Financial discussions have long been considered inappropriate, especially among older generations. This is why younger generations often find themselves responsible for starting these critical conversations.

Instead of talking about “the speech” as just one conversation, Braxton encouraged people to think of it as a “series of conversations.”

“It's not about parenting,” Braxton said. “It gives them a chance to be proud of what they've done, even if they haven't done all the things they wanted to do along the way.”

Sara Stein and Lee Stein, left, chat with Bob Millhauser as they wait for Abby Millhauser to join them for dinner in the Millhausers' 940 sq. ft. utility room. ft. on April 19, 2024, in Raleigh, North Carolina. (Robert Willett/The News & Observer/Tribune News Service via Getty Images) · Raleigh News & Observer via Getty Images

First, he recommended that the younger generations consider how to improve the environment before starting a conversation with their parents.

Often, details about an elder's power of attorney for health care and assets are not discussed until a major life event or crisis arises, which can make financial discussions difficult.

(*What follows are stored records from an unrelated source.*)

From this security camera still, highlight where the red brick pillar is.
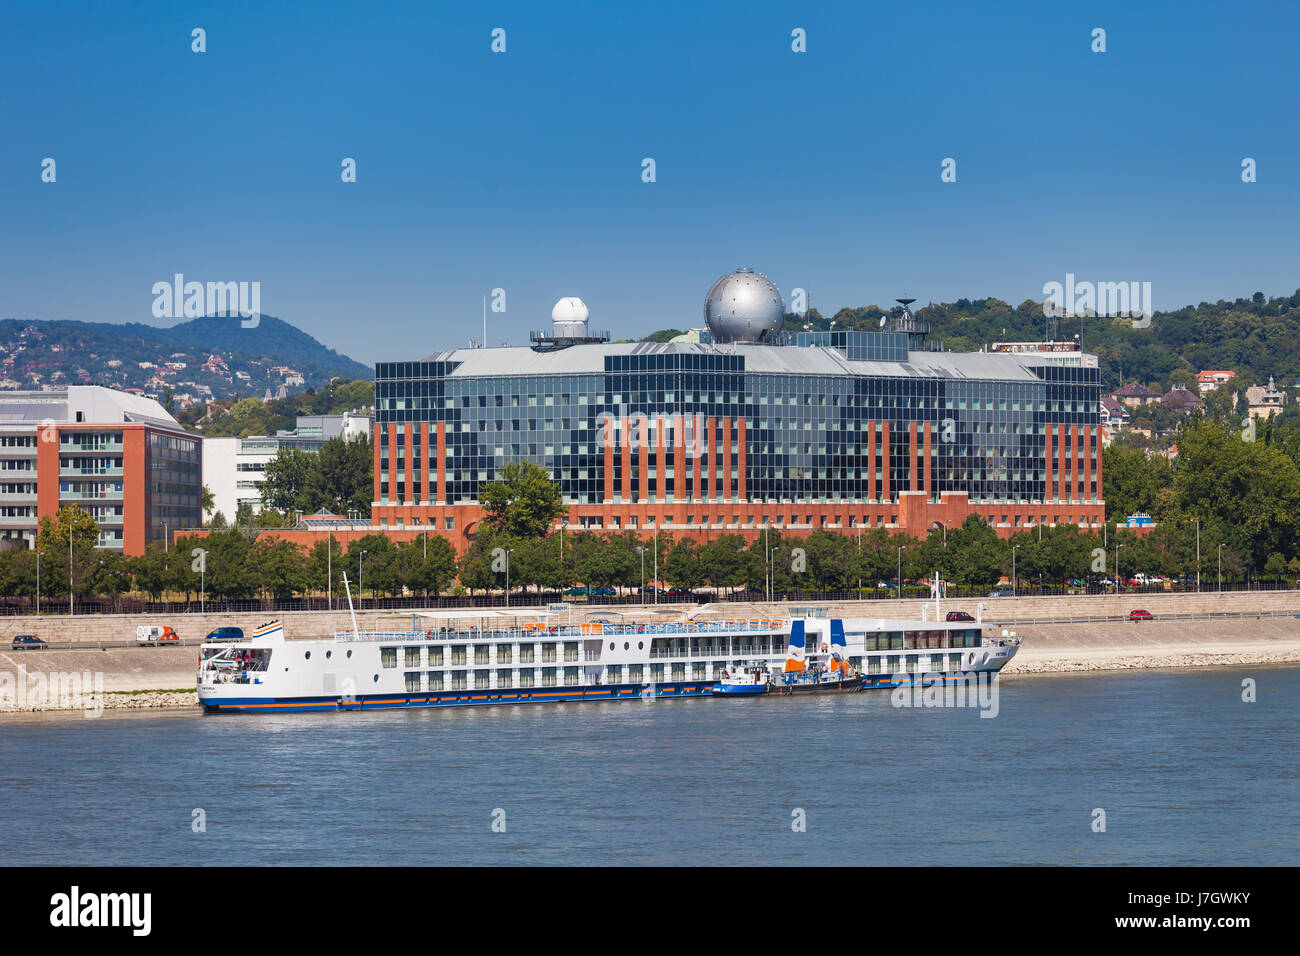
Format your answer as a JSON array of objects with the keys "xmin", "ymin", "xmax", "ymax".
[
  {"xmin": 922, "ymin": 421, "xmax": 932, "ymax": 500},
  {"xmin": 603, "ymin": 417, "xmax": 615, "ymax": 504},
  {"xmin": 621, "ymin": 419, "xmax": 632, "ymax": 503},
  {"xmin": 372, "ymin": 423, "xmax": 383, "ymax": 503},
  {"xmin": 403, "ymin": 424, "xmax": 413, "ymax": 503},
  {"xmin": 881, "ymin": 421, "xmax": 891, "ymax": 503},
  {"xmin": 737, "ymin": 416, "xmax": 747, "ymax": 502},
  {"xmin": 435, "ymin": 422, "xmax": 446, "ymax": 505},
  {"xmin": 721, "ymin": 417, "xmax": 732, "ymax": 500},
  {"xmin": 908, "ymin": 421, "xmax": 918, "ymax": 492},
  {"xmin": 420, "ymin": 423, "xmax": 430, "ymax": 503},
  {"xmin": 707, "ymin": 417, "xmax": 717, "ymax": 502},
  {"xmin": 1044, "ymin": 425, "xmax": 1053, "ymax": 503}
]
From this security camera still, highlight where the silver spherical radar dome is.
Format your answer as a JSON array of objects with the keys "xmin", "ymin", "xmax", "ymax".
[{"xmin": 703, "ymin": 268, "xmax": 785, "ymax": 343}]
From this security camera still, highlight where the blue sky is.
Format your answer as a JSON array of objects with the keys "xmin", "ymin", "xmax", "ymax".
[{"xmin": 2, "ymin": 0, "xmax": 1296, "ymax": 365}]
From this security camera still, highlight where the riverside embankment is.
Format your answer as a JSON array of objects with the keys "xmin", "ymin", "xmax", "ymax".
[{"xmin": 3, "ymin": 590, "xmax": 1299, "ymax": 713}]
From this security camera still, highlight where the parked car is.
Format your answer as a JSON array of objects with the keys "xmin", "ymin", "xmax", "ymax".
[
  {"xmin": 945, "ymin": 611, "xmax": 975, "ymax": 622},
  {"xmin": 1129, "ymin": 609, "xmax": 1153, "ymax": 622},
  {"xmin": 988, "ymin": 587, "xmax": 1015, "ymax": 598},
  {"xmin": 136, "ymin": 625, "xmax": 180, "ymax": 646},
  {"xmin": 11, "ymin": 634, "xmax": 46, "ymax": 650},
  {"xmin": 205, "ymin": 626, "xmax": 244, "ymax": 642}
]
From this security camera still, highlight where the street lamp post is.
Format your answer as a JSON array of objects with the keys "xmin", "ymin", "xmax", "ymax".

Instead, it's best to start these conversations with low stakes, Braxton says. He warned that approaching the conversation during a time of great stress “could set off a conversation for decades.”

It can also be helpful to have a third party, such as a financial planner, present when more details are discussed, as they can provide facts and act as a neutral player in the discussion, Braxton said. Having an expert be a part of these discussions can also help explain and define confusing terms that a person may not know when entering the discussion.

“It's very important in terms of building relationships… [to] know the trigger points and the easy points,” explained Braxton. “The issues… [shut] family member down and clear points… [give] comfort them and hope that it is safe to talk about these conversations.”